Ausgabe - VGB PowerTech Journal 5/2015

Lösungen für die höheren Flexibilitätsanforderungen in der Stromerzeugung zur Erzielung wesentlicher Einsparungen – Flexibilität: Der vergessene Aspekt in der Versorgungssicherheit im Strommarkt?

Markus von Zmuda

Die natürlichen Schwankungen bei der Strom­erzeugung von erneuerbaren Energien stellen eine große Herausforderung dar. Thermische Kraftwerke benötigen daher mehr Flexibilität zum Ausgleich. In Debatten wird behandelt, welche Technologien wirklich flexibel sind. Aus Sicht von Wärtsilä wird erläutert, welcher Wert Flexibilität in Energiesystemen zuzuordnen ist und welche Marktmechanismen zur Unterstützung der Einführung von Smart Power Generation (SPG) erforderlich sind, um den optimalen Weg zur Integration von erneuerbaren Energien und demzufolge der Versorgungssicherheit einzuschlagen.

Optionen für eine flexible Residuallasterzeugung – Kann „Power to Gas“ eine Lösung sein?

Klaus Görner

Mit der „Energiewende“ in Deutschland ist ein substantieller Wandel des Energiebereitstellungs-Portfolios in Deutschland verbunden. Schon heute sind durch den gewünschten steigenden Anteil der Erneuerbaren erhebliche Auswirkungen auf einen sicheren Netzbetrieb zu verzeichnen. Zu manchen Zeiten wird mehr Strom aus Erneuerbaren erzeugt als im Netz verbraucht wird. Dieser Überschussstrom kann z.B. exportiert werden. Er kann auch dazu verwendet werden über Elektrolyse Wasserstoff und/oder über einen weiteren Verfahrensschritt Methan zu erzeugen, das ins Erdgasnetz eingespeist, über das Gasnetz transportiert und zur „richtigen“ Zeit am „richtigen“ Ort rückverstromt wird.

Human Performance Tools in Kernkraftwerken – Einführung, Umsetzung und Erfahrungen

Kai Dexheimer und Gerd Bassing

Eine Grundlage für den sicheren Betrieb von Kernkraftwerken und einer starken Sicherheitskultur ist der sorgfältige Einsatz der Werkzeuge des Professionellen Handelns (PH).
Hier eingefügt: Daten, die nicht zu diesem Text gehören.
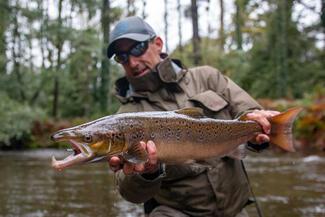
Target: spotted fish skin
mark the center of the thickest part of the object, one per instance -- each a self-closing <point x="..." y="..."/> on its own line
<point x="179" y="136"/>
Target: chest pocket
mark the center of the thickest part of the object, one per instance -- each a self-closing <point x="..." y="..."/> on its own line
<point x="212" y="104"/>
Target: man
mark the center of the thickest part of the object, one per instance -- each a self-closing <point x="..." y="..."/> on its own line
<point x="153" y="81"/>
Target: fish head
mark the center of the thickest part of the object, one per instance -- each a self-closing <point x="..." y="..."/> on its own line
<point x="89" y="144"/>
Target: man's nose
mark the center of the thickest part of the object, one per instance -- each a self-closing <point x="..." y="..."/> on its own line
<point x="133" y="61"/>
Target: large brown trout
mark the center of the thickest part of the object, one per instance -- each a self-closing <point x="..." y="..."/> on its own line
<point x="179" y="136"/>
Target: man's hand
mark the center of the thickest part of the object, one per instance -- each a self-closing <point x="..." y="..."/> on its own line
<point x="151" y="166"/>
<point x="261" y="117"/>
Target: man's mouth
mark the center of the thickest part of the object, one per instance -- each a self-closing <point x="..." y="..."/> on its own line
<point x="142" y="72"/>
<point x="81" y="153"/>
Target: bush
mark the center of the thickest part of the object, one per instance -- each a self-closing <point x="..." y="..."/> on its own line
<point x="16" y="122"/>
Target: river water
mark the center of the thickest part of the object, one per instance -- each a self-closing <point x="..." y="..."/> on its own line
<point x="285" y="185"/>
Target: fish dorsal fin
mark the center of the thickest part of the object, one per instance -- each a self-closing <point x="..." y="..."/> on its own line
<point x="191" y="112"/>
<point x="136" y="154"/>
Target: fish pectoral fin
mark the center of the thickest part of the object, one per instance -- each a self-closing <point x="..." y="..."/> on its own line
<point x="136" y="154"/>
<point x="191" y="112"/>
<point x="239" y="153"/>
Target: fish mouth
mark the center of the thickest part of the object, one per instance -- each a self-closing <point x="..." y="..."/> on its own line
<point x="81" y="153"/>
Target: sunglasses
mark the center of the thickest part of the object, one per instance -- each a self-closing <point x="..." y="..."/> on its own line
<point x="138" y="49"/>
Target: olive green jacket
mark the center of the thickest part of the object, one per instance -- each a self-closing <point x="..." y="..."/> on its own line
<point x="213" y="187"/>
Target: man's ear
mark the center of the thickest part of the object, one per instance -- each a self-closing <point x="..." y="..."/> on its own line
<point x="159" y="43"/>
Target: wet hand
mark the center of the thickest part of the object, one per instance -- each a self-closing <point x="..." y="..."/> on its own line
<point x="151" y="166"/>
<point x="261" y="117"/>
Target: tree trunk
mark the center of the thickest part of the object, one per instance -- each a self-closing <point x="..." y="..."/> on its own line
<point x="17" y="54"/>
<point x="166" y="24"/>
<point x="59" y="45"/>
<point x="283" y="18"/>
<point x="238" y="24"/>
<point x="222" y="24"/>
<point x="130" y="8"/>
<point x="196" y="37"/>
<point x="104" y="91"/>
<point x="4" y="13"/>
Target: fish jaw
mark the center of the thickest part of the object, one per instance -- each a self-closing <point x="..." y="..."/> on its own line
<point x="82" y="154"/>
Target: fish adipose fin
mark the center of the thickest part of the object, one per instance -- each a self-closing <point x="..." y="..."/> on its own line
<point x="191" y="112"/>
<point x="281" y="129"/>
<point x="136" y="154"/>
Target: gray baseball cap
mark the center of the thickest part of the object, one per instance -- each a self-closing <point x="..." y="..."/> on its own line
<point x="133" y="28"/>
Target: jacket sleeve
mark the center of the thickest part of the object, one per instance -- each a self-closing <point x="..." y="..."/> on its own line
<point x="239" y="101"/>
<point x="136" y="188"/>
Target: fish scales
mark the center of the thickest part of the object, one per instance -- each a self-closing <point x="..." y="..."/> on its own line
<point x="179" y="136"/>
Die Schulungen zum PH sind seit mehreren Jahren bei deutschen und in jüngster Zeit auch bei Schweizer Kernkraftwerken in der Umsetzung. Vorgestellt werden die Entstehung, die Grundlagen, die Erfahrungen und damit die Besonderheit des Schulungsprogramms zum Professionellen Handeln der deutschen Kernkraftwerksbetreiber. Ein Ausblick auf die zukünftigen Entwicklungen wird gegeben – insbesondere unter Einbeziehung der Anforderungen des laufenden Ausstieges aus der Kernenergie.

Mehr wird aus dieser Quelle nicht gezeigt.